Grace School chair brings decades of experience to position


Photo courtesy of The Australian National University

Geoffrey Wiseman, a professor, career foreign service officer and expert on diplomatic theory and practice, will join DePaul University’s The Grace School of Applied Diplomacy as its inaugural endowed chair in applied diplomacy.

Geoffery Wiseman is the first endowed chair of the new Grace School of Applied Diplomacy at DePaul. He has had a varied, transprofessional career that embodies the Grace School’s diplomatic approach.

“I myself do not know of any other school of foreign service or school of diplomacy in the U.S. or elsewhere that has this transnational, transprofessional, applied diplomacy approach,” Wiseman said.

The Grace School was established at DePaul in 2019, after an anonymous $20 million gift to the university. 

 Wiseman brings decades of experience in a range of fields to his position at DePaul, from foreign service to international security and academia. 

He started his professional career off with a 12-year stint as a foreign service officer for the Australian Department of Foreign Affairs. During that time, he had three foreign postings (Stockholm, Hanoi and Brussels) before moving back to his home country to serve as an advisor to the Australian foreign minister. 

Then, after earning a doctorate from Oxford University, he went on to work in the international security sector in New York City at the Ford Foundation, which he described as “a fabulous place to work.” 

However, it wasn’t until he moved across the U.S. to teach at the University of Southern California, Wiseman said, that he began to shift his attention back to diplomatic studies, in a return of sorts to his foreign service roots.

“At the time, [diplomacy] didn’t really receive enough attention in the academic world,” Wiseman said. “It was becoming very apparent to me that new non-state actors were becoming more and more prominent … I began to realize that world politics is more than just what the great powers and permanent five members of the United Nations do.”

This realization stuck with him as he went on the work for the U.N. and then back to teaching at the Australian National University. 

At DePaul, he hopes to bring a more balanced study of diplomacy by emphasizing a more varied idea of diplomacy and focusing on NGOs and other non-state actors. 

The Grace School has a varied curriculum and pulls professors from various departments across DePaul, including international studies, geography and political science, and allows students to choose from 10 different concentrations

As a result of this multidisciplinary approach, he hopes to see Grace School graduates moving into different careers, from traditional diplomacy to jobs in the business world and beyond.

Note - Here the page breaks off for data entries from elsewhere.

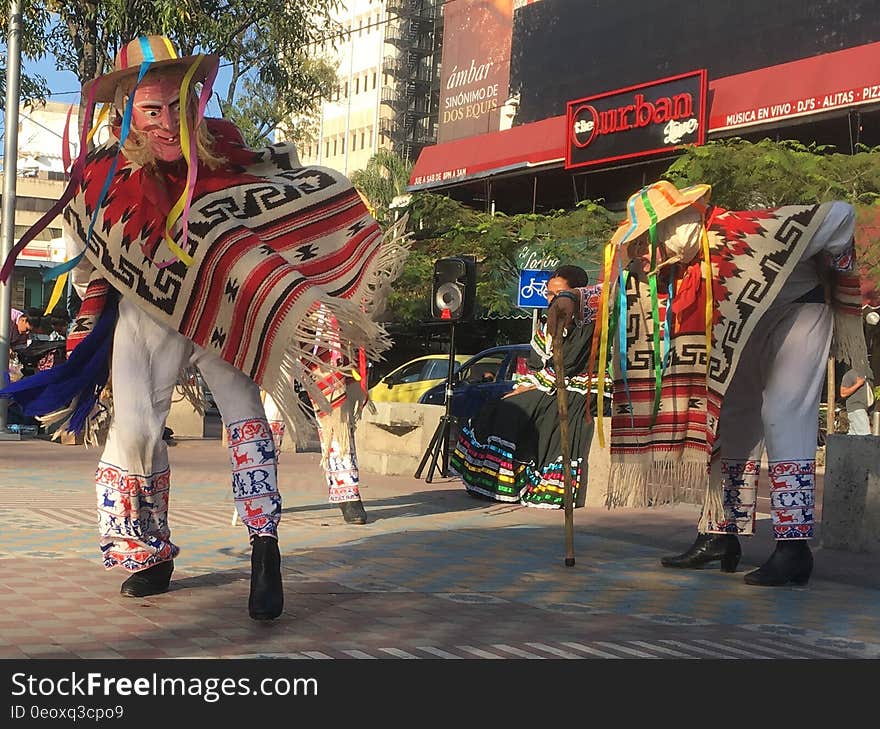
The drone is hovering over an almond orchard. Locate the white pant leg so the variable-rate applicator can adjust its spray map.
[95,298,191,571]
[190,345,281,539]
[263,392,286,452]
[704,335,769,535]
[706,304,832,539]
[762,304,833,539]
[846,408,871,435]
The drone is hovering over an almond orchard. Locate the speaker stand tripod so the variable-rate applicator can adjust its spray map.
[415,322,458,483]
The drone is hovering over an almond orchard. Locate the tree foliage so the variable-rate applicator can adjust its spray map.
[666,138,880,306]
[4,0,339,144]
[388,139,880,324]
[351,149,413,223]
[0,0,49,110]
[665,138,880,210]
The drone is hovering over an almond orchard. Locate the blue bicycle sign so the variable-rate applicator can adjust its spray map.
[516,268,553,309]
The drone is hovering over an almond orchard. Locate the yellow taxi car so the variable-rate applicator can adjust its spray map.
[370,354,471,402]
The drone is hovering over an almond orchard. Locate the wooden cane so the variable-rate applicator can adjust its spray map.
[553,337,574,567]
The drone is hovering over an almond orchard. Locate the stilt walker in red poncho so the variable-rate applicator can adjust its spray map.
[2,36,406,620]
[551,181,867,585]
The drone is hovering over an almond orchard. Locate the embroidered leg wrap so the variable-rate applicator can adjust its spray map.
[769,460,816,539]
[700,459,761,536]
[95,461,180,572]
[226,418,281,538]
[324,433,361,504]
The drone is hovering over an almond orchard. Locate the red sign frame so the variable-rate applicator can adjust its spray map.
[565,69,708,169]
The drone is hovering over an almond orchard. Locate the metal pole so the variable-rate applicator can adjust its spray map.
[0,0,21,440]
[825,357,837,435]
[342,31,354,176]
[553,338,574,567]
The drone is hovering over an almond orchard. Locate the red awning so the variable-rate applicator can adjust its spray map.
[709,43,880,132]
[408,43,880,191]
[409,115,565,191]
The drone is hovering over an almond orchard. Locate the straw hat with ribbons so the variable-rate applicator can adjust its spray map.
[82,35,220,103]
[598,180,714,445]
[0,35,220,296]
[611,180,712,258]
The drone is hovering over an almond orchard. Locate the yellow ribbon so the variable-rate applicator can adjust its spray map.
[43,271,67,316]
[165,56,202,266]
[596,243,625,448]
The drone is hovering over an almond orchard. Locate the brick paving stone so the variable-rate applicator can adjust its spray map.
[0,439,880,658]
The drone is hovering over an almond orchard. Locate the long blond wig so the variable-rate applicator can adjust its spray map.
[114,69,227,170]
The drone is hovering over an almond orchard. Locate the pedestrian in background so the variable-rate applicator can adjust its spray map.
[449,266,600,509]
[840,369,874,435]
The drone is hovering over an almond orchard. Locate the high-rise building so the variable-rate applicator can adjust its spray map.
[300,0,443,175]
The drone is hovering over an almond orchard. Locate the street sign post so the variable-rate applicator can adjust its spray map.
[516,268,553,336]
[516,268,553,309]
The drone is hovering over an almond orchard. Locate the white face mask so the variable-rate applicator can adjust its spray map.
[657,207,703,265]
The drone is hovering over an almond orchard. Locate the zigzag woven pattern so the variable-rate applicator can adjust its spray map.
[607,199,828,506]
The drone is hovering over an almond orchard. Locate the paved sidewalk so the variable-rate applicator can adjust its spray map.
[0,439,880,659]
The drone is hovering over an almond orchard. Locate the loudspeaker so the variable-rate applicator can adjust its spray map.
[431,256,477,321]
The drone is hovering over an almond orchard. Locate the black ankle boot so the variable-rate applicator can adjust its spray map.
[339,499,367,524]
[119,560,174,597]
[660,534,742,572]
[248,537,284,620]
[743,539,813,587]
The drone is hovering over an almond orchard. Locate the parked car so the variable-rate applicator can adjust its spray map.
[369,354,471,402]
[419,344,611,437]
[419,344,531,424]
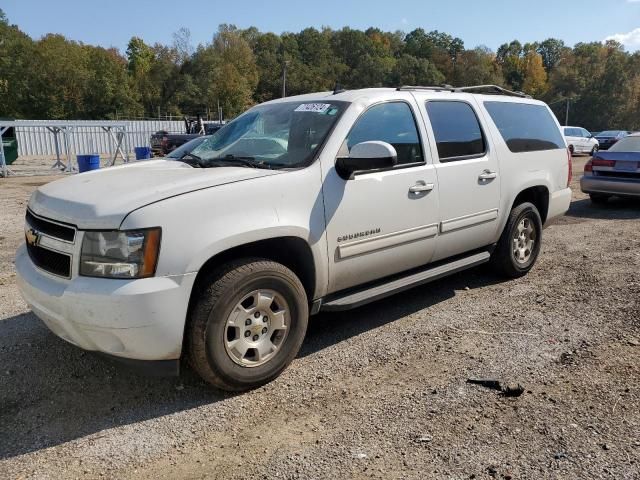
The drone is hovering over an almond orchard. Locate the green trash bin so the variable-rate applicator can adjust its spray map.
[2,127,18,165]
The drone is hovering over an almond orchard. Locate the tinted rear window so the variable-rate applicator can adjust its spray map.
[427,101,485,162]
[484,102,565,153]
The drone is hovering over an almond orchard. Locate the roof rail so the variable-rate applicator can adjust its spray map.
[396,85,531,98]
[455,85,531,98]
[396,85,455,92]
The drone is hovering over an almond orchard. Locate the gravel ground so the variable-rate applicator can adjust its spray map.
[0,159,640,479]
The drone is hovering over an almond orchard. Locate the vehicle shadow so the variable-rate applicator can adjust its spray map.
[299,266,504,357]
[0,313,231,460]
[558,197,640,223]
[0,268,501,460]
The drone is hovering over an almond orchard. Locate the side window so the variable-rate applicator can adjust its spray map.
[484,101,564,153]
[347,102,424,165]
[427,101,486,162]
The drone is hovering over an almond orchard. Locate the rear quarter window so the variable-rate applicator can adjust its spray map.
[484,102,565,153]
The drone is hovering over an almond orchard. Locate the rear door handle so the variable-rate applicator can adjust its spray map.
[478,170,498,180]
[409,183,434,193]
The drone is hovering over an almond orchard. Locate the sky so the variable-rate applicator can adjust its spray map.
[0,0,640,52]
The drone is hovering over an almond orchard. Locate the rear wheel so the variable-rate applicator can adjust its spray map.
[589,193,610,205]
[491,202,542,278]
[186,259,309,391]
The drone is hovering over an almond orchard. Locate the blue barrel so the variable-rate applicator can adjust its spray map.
[78,154,100,173]
[134,147,151,160]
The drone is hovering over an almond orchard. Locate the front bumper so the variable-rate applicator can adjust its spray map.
[15,245,195,360]
[580,175,640,197]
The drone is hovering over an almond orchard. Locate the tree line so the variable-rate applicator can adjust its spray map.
[0,10,640,130]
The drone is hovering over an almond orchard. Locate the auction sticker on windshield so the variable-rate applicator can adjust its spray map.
[295,103,331,113]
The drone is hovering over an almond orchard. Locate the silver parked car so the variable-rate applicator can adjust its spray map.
[580,133,640,203]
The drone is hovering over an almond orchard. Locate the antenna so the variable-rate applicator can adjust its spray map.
[333,82,346,95]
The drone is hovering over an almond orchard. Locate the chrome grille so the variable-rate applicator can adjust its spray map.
[25,210,76,278]
[26,210,76,242]
[27,243,71,278]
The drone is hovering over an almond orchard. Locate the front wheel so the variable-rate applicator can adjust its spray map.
[491,202,542,278]
[186,259,309,391]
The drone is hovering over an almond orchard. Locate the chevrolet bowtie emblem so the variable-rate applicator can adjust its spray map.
[24,228,40,246]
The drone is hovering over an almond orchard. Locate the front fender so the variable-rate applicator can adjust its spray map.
[121,164,328,295]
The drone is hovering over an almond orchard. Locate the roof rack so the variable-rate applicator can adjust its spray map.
[396,85,531,98]
[396,85,456,92]
[456,85,531,98]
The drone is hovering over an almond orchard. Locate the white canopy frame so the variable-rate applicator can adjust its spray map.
[0,120,129,177]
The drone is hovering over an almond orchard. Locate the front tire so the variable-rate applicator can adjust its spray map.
[186,259,309,391]
[491,202,542,278]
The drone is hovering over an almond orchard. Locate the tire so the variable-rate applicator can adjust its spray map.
[491,202,542,278]
[589,193,610,205]
[186,259,309,391]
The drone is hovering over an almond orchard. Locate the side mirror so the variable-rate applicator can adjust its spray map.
[336,140,398,180]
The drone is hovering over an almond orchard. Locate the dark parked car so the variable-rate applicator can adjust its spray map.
[580,134,640,203]
[167,135,211,160]
[150,120,224,157]
[595,130,631,150]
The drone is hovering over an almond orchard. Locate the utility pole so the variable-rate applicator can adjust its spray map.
[282,60,289,98]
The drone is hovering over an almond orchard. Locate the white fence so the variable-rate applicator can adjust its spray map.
[16,120,185,157]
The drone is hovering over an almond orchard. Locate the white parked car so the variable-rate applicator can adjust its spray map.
[563,127,600,156]
[16,87,571,390]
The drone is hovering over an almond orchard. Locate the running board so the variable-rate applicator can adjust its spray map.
[320,251,491,312]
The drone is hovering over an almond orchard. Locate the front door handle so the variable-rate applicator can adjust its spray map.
[478,170,498,180]
[409,183,434,193]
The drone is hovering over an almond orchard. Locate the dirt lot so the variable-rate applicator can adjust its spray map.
[0,159,640,479]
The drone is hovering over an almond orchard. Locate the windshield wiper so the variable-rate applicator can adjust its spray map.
[210,154,271,169]
[179,152,205,168]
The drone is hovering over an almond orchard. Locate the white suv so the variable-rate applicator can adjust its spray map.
[16,87,571,390]
[563,127,600,156]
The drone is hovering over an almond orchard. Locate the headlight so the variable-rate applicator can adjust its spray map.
[80,228,161,278]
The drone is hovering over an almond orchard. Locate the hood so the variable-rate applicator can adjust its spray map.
[29,160,281,229]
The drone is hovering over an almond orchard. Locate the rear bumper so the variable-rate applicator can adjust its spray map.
[15,245,195,361]
[580,175,640,197]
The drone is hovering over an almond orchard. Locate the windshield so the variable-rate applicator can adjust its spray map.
[191,102,348,168]
[167,137,209,159]
[609,136,640,152]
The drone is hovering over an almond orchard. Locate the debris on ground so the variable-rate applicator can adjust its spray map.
[467,378,524,397]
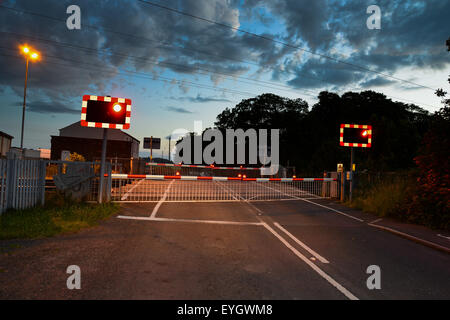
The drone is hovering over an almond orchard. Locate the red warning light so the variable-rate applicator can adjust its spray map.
[80,95,131,129]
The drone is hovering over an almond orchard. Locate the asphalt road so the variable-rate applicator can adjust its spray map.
[0,191,450,299]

“I think that there’s so much more to life than having a single career,” he said. “I want to convey to students that there is great value in having a varied, transprofessional career.”

The value of the Grace School is that applied diplomacy courses help students learn to apply a diplomatic lens to different issues, putting them in a better position to solve many world problems.

Wiseman hopes to make The Grace School a major player “in the study and the practice of diplomacy in the United States and globally,” on par with Georgetown or Tufts’ Fletcher School. 

Far from being limited to government buildings or U.N. conference rooms, Wiseman says diplomacy spans all parts of life.

“You and I have a conversation based on implicit notions of etiquette and protocol,” he said. “That’s diplomacy.”